To regenerate all journal paper figures from the curated data:
pip install -r code/requirements.txt
bash data/reproduce.sh
This runs the temporal analysis pipeline (~42 seconds) using the embeddings and edge list in data/, producing all figures in comp-net-2025-journal/paper/figures/temporal/.

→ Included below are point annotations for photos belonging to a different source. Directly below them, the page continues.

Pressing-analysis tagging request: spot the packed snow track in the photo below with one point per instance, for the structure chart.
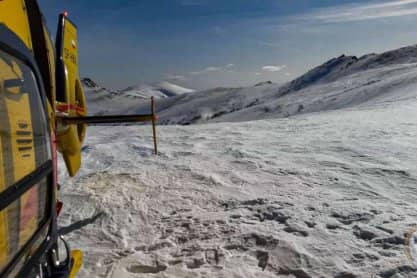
(326, 194)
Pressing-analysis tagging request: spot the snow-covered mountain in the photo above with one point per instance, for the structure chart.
(103, 101)
(341, 82)
(323, 194)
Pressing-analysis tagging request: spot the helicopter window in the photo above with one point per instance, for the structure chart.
(24, 149)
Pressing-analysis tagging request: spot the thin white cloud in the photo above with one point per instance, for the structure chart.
(176, 77)
(211, 69)
(273, 68)
(208, 69)
(368, 11)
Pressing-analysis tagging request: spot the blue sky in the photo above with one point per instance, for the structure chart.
(209, 43)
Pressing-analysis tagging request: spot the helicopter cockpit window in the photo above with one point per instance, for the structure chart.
(24, 148)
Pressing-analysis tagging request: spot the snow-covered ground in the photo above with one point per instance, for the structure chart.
(321, 194)
(328, 192)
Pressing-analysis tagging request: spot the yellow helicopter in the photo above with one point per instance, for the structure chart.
(43, 111)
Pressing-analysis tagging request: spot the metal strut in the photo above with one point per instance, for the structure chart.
(114, 119)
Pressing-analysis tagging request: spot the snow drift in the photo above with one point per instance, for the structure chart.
(328, 192)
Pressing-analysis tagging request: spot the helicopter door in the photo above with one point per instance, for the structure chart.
(25, 164)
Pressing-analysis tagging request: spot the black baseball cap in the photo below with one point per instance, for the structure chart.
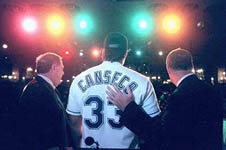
(116, 41)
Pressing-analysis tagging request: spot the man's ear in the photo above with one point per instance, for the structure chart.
(53, 68)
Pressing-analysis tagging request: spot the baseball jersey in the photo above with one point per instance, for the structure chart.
(100, 118)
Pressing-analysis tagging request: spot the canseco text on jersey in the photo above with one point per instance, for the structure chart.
(108, 77)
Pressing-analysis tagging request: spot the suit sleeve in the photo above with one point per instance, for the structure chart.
(145, 127)
(149, 102)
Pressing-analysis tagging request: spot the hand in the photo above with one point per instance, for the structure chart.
(120, 99)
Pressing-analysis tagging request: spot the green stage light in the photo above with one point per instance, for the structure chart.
(142, 23)
(83, 24)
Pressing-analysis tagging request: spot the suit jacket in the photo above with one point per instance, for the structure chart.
(191, 121)
(42, 119)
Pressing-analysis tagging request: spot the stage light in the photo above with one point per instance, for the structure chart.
(29, 69)
(5, 46)
(81, 53)
(83, 23)
(138, 52)
(160, 53)
(171, 24)
(29, 25)
(67, 54)
(95, 52)
(55, 24)
(142, 23)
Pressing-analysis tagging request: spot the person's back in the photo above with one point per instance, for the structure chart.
(87, 98)
(194, 119)
(100, 118)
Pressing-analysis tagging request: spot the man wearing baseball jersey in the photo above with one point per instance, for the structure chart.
(88, 105)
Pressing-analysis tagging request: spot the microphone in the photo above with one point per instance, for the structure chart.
(89, 141)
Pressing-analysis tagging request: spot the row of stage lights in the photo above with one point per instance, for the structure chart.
(142, 23)
(56, 24)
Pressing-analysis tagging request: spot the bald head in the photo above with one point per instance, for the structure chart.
(179, 60)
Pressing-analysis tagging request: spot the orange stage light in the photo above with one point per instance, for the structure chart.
(55, 24)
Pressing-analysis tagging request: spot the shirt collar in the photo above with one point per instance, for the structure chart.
(181, 79)
(47, 80)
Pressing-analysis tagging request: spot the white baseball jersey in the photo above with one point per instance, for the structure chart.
(100, 118)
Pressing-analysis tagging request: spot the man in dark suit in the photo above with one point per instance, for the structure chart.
(191, 121)
(43, 123)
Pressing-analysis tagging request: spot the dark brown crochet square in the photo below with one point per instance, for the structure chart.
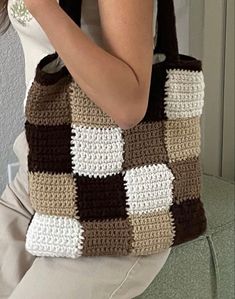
(101, 198)
(49, 148)
(189, 220)
(144, 145)
(187, 182)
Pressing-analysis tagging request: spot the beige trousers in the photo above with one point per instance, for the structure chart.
(24, 276)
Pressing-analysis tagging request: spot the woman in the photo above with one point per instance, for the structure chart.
(117, 34)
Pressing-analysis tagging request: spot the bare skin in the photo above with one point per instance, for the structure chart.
(116, 78)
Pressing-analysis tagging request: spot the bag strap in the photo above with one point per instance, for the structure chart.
(73, 9)
(167, 42)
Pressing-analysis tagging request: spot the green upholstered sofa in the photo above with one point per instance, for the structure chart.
(202, 268)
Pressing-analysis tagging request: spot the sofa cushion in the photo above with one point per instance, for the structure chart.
(204, 267)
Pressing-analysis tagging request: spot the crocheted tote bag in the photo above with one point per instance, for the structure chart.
(100, 190)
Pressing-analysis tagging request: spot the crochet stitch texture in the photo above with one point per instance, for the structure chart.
(100, 190)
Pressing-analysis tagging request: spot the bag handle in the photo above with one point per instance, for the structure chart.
(167, 42)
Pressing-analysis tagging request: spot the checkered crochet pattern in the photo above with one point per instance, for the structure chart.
(100, 190)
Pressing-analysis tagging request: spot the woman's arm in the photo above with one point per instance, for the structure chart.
(116, 78)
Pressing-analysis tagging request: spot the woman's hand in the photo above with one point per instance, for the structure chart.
(34, 6)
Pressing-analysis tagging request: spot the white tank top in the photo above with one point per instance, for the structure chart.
(35, 42)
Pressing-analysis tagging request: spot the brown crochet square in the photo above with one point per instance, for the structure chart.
(85, 111)
(53, 194)
(107, 237)
(156, 226)
(49, 104)
(182, 138)
(49, 148)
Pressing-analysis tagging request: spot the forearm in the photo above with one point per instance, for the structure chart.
(108, 81)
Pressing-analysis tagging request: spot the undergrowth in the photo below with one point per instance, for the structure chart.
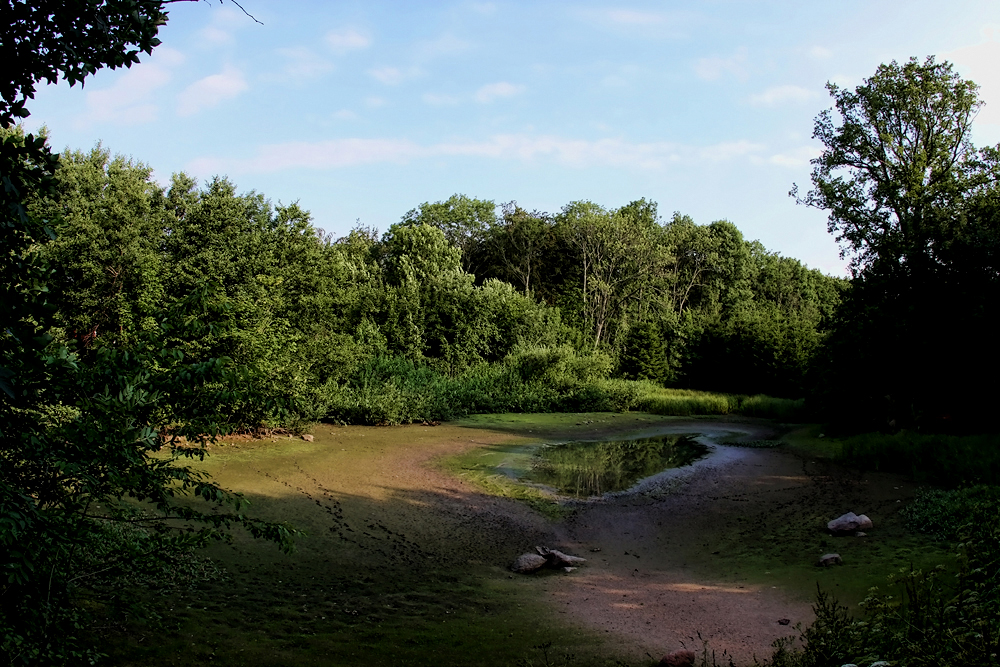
(945, 616)
(398, 391)
(947, 460)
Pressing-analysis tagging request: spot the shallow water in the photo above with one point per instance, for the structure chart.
(586, 469)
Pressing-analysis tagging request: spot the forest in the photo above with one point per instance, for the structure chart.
(142, 321)
(455, 309)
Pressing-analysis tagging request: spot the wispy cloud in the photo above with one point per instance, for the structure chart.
(576, 153)
(211, 91)
(350, 39)
(820, 53)
(302, 63)
(495, 91)
(778, 95)
(445, 45)
(979, 63)
(714, 67)
(437, 100)
(670, 24)
(223, 26)
(130, 100)
(633, 17)
(796, 157)
(393, 75)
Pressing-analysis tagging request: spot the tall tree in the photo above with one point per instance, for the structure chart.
(913, 204)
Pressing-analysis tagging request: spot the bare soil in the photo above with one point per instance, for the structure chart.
(719, 551)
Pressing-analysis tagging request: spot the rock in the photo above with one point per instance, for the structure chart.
(682, 658)
(558, 558)
(528, 563)
(826, 560)
(845, 524)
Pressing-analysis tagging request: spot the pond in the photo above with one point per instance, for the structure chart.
(579, 469)
(585, 469)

Building the Pipeline from Scratch
To regenerate embeddings and networks from raw conversations (requires Ollama with nomic-embed-text):
pip install -r code/requirements.txt
cd code
python cli.py node-embeddings --input-dir <conversations-dir> \
--method role-aggregate --embedding-method llm --output-dir <output-dir>
python cli.py edges-gpu --input-dir <output-dir> --output-file edges.json
python cli.py cut-off --input-file edges.json --output-file filtered.json --cutoff 0.9
python cli.py export --nodes-dir <output-dir> --edges-file filtered.json --format gexf -o graph.gexf
The pipeline code is also available as a standalone package at chatgpt-complex-net (DOI: 10.5281/zenodo.15314235).
Citation
If you use this work, please cite the journal paper:
@article{towell2026temporal,
author = {Towell, Alexander and Matta, John},
title = {Temporal Evolution of Cognitive Knowledge Networks in AI-Assisted Conversations},
journal = {PLOS Complex Systems},
year = {2026},
note = {Submitted}
}
See CITATION.cff for machine-readable citation metadata.